Os outros dois – bem diferentes dos três anteriores – foram aquilo que classicamente os historiadores chamam de conjura, esconjuro, e tinham por objetivos mudanças no regime vigente, rompendo as amarras opressivas com a corte portuguesa: 1) a Inconfidência mineira - de 1789; 2) uma Conjuração Bahiana – de 1798.
Ambos não chegaram às vias de fato, ficaram nos encômios, na falação, na conversa fática, em reuniões secretas de determinação que de segredos nada tinham.

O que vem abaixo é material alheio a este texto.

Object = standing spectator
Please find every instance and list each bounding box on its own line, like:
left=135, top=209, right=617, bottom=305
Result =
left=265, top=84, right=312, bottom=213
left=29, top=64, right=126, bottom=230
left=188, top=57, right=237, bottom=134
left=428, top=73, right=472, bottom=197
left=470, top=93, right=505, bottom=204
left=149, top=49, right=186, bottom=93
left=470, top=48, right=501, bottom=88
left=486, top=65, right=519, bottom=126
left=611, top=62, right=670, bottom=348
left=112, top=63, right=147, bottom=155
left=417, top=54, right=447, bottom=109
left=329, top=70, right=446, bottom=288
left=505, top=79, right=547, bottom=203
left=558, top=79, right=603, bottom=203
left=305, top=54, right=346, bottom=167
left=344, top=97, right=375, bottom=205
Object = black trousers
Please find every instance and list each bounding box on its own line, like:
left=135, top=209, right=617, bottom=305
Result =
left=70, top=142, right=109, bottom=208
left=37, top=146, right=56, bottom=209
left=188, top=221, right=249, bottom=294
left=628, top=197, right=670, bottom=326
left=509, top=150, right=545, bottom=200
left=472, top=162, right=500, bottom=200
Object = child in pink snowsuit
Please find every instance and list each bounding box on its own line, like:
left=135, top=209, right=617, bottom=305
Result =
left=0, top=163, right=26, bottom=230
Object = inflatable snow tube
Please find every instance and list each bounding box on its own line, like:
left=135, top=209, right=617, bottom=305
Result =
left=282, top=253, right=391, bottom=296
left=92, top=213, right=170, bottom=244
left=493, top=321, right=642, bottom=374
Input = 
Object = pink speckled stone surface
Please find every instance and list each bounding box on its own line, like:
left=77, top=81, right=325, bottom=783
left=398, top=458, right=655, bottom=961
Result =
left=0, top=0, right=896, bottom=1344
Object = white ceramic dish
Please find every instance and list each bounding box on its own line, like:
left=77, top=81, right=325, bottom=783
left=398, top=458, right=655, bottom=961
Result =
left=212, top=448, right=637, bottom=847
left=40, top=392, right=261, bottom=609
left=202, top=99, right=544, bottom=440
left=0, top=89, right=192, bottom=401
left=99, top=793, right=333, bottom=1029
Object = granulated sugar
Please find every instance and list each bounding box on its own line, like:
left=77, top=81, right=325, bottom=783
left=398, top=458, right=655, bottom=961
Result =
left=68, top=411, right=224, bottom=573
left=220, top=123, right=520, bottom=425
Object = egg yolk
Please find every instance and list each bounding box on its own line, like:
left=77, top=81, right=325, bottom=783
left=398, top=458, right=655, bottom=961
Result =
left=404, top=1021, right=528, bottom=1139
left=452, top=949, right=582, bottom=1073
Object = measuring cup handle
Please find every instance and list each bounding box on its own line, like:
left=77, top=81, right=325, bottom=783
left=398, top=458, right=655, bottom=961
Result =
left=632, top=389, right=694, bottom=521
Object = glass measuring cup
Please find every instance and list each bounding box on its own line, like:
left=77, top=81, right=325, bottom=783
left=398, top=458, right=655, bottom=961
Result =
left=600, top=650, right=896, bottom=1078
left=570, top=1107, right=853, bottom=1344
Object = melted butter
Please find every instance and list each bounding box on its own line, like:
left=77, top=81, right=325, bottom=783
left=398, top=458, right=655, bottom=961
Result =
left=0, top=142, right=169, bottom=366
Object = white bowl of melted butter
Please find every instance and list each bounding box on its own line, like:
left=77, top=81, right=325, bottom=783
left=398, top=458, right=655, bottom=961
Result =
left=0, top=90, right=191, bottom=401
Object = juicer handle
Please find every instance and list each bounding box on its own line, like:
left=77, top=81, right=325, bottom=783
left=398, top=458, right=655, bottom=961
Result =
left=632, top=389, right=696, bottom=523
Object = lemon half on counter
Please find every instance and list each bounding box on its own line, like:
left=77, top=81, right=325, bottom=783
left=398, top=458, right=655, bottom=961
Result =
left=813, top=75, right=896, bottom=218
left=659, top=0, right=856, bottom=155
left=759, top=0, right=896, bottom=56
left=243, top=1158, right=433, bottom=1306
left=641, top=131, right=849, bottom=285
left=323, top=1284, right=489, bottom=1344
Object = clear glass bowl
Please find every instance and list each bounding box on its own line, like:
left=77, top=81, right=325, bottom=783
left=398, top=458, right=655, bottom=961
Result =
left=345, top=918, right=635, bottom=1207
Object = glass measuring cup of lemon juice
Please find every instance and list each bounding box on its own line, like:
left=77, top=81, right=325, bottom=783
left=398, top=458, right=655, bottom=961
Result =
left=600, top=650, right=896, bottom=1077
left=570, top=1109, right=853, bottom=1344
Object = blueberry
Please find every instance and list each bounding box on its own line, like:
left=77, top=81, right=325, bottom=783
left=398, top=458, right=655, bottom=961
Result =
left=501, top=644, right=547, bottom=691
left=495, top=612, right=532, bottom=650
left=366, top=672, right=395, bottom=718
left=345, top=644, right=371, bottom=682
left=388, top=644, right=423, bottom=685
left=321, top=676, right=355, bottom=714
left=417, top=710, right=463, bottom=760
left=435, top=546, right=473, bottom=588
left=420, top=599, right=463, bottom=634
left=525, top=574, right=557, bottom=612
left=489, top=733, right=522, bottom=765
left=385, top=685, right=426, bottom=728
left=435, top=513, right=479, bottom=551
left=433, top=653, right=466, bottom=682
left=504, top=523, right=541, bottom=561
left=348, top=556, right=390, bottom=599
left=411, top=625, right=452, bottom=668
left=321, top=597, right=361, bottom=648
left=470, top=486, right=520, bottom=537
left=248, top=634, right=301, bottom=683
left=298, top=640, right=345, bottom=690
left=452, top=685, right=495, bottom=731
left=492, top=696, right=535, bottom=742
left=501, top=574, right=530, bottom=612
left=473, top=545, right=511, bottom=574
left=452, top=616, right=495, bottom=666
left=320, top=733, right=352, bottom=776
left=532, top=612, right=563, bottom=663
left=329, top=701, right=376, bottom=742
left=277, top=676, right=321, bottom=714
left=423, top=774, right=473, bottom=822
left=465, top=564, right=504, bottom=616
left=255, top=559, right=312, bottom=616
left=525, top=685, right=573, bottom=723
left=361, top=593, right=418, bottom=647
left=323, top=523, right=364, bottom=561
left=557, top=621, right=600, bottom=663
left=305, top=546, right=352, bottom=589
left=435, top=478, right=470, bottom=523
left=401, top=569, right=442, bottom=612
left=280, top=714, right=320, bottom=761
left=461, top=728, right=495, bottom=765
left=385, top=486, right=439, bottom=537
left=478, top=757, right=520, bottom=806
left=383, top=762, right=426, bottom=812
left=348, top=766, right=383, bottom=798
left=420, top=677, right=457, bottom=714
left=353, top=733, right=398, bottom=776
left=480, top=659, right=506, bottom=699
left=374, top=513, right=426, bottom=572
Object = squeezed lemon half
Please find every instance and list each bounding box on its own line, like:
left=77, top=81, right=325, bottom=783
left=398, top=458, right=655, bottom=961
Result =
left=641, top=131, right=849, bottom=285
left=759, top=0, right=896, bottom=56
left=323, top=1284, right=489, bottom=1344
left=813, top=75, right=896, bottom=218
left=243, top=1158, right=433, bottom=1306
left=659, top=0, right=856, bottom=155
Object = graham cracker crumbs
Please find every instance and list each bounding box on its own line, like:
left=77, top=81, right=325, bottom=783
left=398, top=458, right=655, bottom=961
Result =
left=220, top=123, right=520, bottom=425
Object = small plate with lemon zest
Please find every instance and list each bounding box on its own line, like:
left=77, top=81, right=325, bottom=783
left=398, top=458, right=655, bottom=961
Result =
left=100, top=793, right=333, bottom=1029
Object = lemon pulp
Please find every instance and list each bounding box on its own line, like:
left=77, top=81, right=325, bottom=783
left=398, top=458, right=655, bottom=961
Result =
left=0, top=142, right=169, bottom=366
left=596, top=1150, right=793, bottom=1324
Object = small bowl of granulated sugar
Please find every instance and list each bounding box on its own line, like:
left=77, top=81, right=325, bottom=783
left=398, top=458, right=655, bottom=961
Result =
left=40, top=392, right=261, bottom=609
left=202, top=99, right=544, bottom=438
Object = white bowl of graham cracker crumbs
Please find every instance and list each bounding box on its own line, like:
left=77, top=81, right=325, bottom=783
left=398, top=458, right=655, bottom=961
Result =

Na conjura baiana, até que avançaram um pouco, pois os líderes chegaram até mesmo a se espalhar pela cidade (praças, igrejas) boletins manuscritos concitando o povo à revolta, mas foi só isso.
A Inconfidência Mineira, pelo simbolismo que carrega, pela importância no contexto da nossa História, pela figura mítica do Tiradentes, seu líder maior, cuja imagem foi transformada em 'Mártir da Liberdade e Herói Nacional', é o movimento que obteve maior destaque. Por isso, abaixo, o colocarei ao escrutínio dos caros leitores.
A Inconfidência Mineira e Tiradentes
Quando, há muitos anos atrás, eu fiz o primário na escolinha Emílio Boeckel, em São Leopoldo, eu ouvia, e memorizei, em dias especiais uns versos bem simples em honra ao Tiradentes:
– O mártir da liberdade
– Um dia foi forçado,
– E hoje em todo o Brasil
– Seu nome é glorificado.
Tentei resgatá-lo na íntegra, mas acho que o Google não é muito patriota, pois ali nada consta!
A Inconfidência Mineira foi um movimento separatista e republicano, cujo objetivo era obter a independência de Minas Gerais em relação ao Brasil e a Portugal. Esse movimento envolveu padres, intelectuais, militares – uma elite das Minas Gerais – e transcorreu na região de Vila Rica e arredores (hoje, Ouro Preto), entre os anos 1788-89.
Alguém poderá dizer, e terá razão em parte, que o Joaquim José da Silva Xavier – Tiradentes, um simples alferes (à época, um subalterno oficial) não era classicamente da ‘elite’ local, mas, havia documentos que comprovavam, ele tinha muito patrimônio produto de suas outras atividades.
Na condição de historiador, opino que o que realmente houve foi mais uma 'carta romântica de interesse não escrita' de um movimento pragmático revolucionário. Plagiando Shakespeare, 'Muito barulho por nada'. O advogado que defende esses acusados de conjura usou como argumento básico o fato de que a conspiração 'não houve passado de conversas e loucas cogitações, sem que houvesse até próximo nem remoto começo de execução'.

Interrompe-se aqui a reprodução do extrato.